Mouse extra-embryonic annotation analysis

RHOX5+ cells (>1 counts) were chosen for the analysis of extra-embryonic tissue. The cells were annotated on the basis of marker genes as previously conducted25, such that if at least 4 markers (3 in the case of SpA-TGC and SpT-Gly) were expressed (>0 counts), the cell was annotated in that category. In total, 26% of the annotated cells were annotated by multiple categories. The following markers were used as previously described25: chorion (Irx4, Esx1, Id1, Id3, Phlda2 and Klhl13); chorion progenitors (Sox3, Dusp6, Nat8l, Bmp4, Sox2, Esrrb and Eomes); intermediate chorion (Ascl2, Fgfr2, Cited1, Gjb3, Ndrg1, Irx2 and Irx3); uncommitted Ecto-placental cone (EPC) (Chsy1, Gjb3, Krt19, Lgals1, Cald1 and Ctsl); SpA-TGC (Ctla2a, Pecam1, Ramp3, Igfbp7 and Nos3); SpT-Gly (Dlx3, Car2, Ncam1, Pcdh12 and Tpbpa); TGC-progenitors (Adm, Fosl1, Hand1, Trpm5, Maged2 and Prl5a1); and p-TGC (Star, Serpinb9d, Hsd3b6, Rhox6 and Cts7). R ggplot was used to generated scatter plots along with geom_smooth(method=”lm”).
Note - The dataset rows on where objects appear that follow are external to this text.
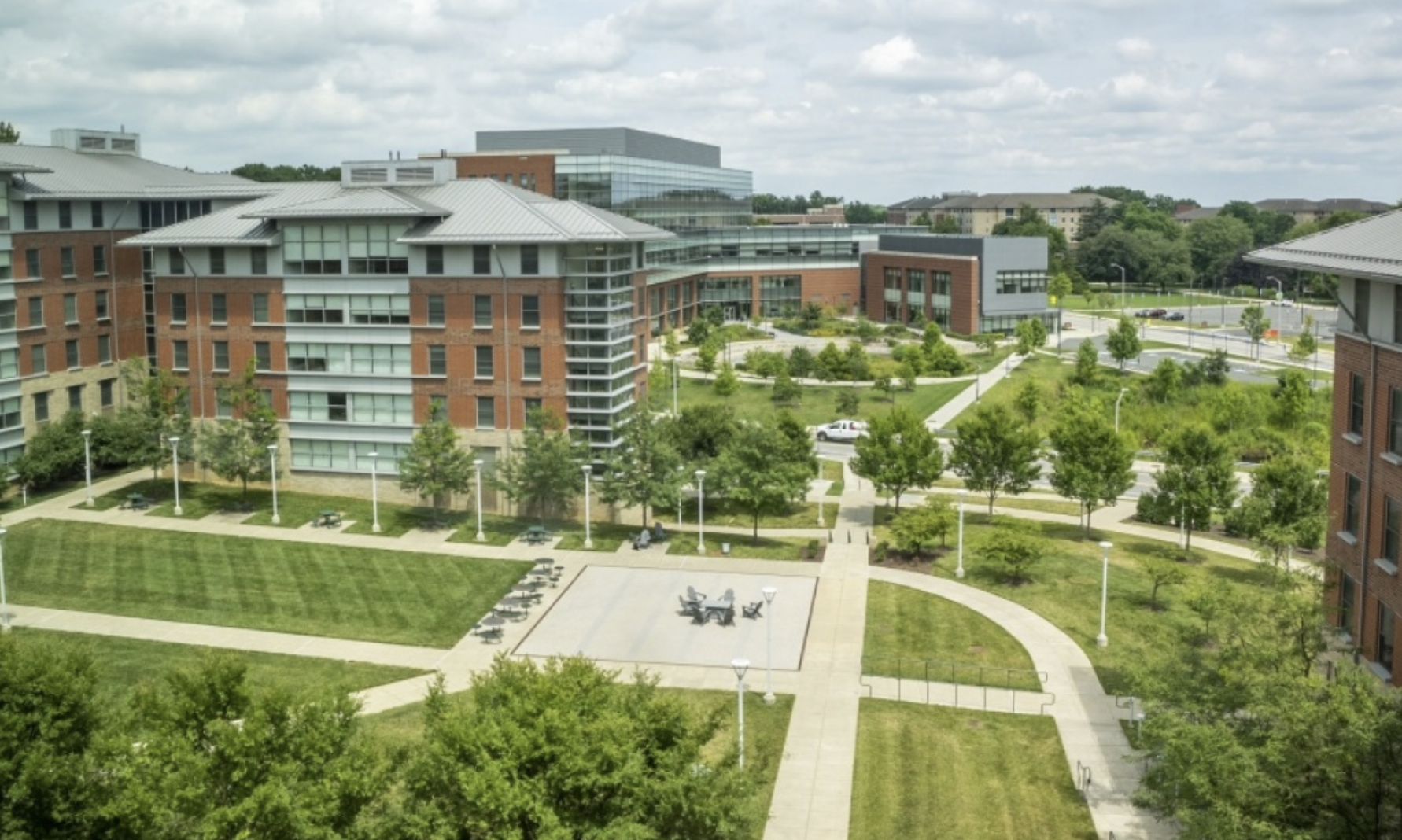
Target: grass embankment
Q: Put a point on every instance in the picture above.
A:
(932, 772)
(308, 588)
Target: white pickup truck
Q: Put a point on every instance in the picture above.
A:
(842, 431)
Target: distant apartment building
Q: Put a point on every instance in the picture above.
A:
(1364, 529)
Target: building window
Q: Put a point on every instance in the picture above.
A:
(1352, 488)
(1357, 393)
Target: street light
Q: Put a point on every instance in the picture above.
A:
(1122, 286)
(87, 462)
(740, 666)
(700, 510)
(1105, 589)
(964, 494)
(374, 492)
(477, 466)
(272, 456)
(175, 471)
(769, 592)
(589, 542)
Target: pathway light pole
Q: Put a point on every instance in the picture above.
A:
(87, 463)
(272, 458)
(175, 473)
(1105, 589)
(740, 666)
(477, 467)
(769, 644)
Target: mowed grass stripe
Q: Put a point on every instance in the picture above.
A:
(315, 589)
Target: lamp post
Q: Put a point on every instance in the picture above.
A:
(374, 492)
(769, 592)
(701, 510)
(1122, 286)
(175, 471)
(1105, 589)
(87, 463)
(964, 494)
(740, 666)
(272, 456)
(477, 467)
(589, 542)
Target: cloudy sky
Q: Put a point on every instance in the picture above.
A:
(874, 100)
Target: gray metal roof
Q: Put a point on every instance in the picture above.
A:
(53, 173)
(480, 211)
(1370, 249)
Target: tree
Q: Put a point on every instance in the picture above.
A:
(566, 749)
(916, 528)
(1123, 342)
(1197, 477)
(435, 466)
(763, 471)
(1090, 462)
(994, 453)
(1255, 322)
(898, 453)
(543, 476)
(645, 469)
(236, 449)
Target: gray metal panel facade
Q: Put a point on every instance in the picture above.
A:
(617, 141)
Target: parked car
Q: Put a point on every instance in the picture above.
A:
(842, 431)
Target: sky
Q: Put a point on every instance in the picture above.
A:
(876, 100)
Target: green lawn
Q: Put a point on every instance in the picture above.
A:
(317, 589)
(819, 404)
(932, 772)
(917, 627)
(125, 664)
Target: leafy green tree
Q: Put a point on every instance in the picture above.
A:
(566, 749)
(763, 471)
(1123, 342)
(1090, 462)
(645, 469)
(994, 453)
(544, 474)
(898, 453)
(236, 449)
(435, 466)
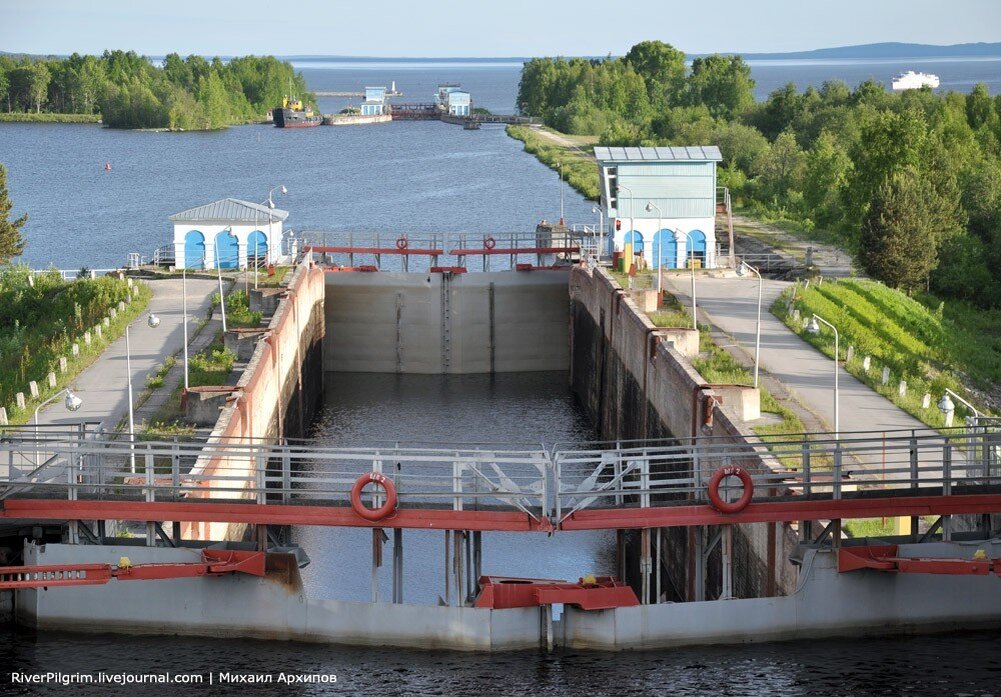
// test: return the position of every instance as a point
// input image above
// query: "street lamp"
(691, 248)
(72, 404)
(218, 272)
(948, 408)
(814, 327)
(743, 269)
(601, 229)
(152, 321)
(560, 164)
(660, 251)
Mouse and Human IGV analysis

Bulk ATAC–seq and RNA-seq profiles in the proximity of selected genes (GATA3, GATA4 and GATA6) are presented using Broad IGV genome browser (v.2.16.2). Mouse datasets were taken from published datasets50,51,52 and from a Gene Expression Omnibus dataset (, as were human datasets4,12,53. Mouse enhancers were taken from a previously published study51, and human enhancers were taken from GeneHancer54. Open regions that overlapped with a promoter or an exon were excluded from the analysis. Potential enhancers in these regions were manually curated.

Reporting summary

Further information on research design is available in the Nature Portfolio Reporting Summary linked to this article.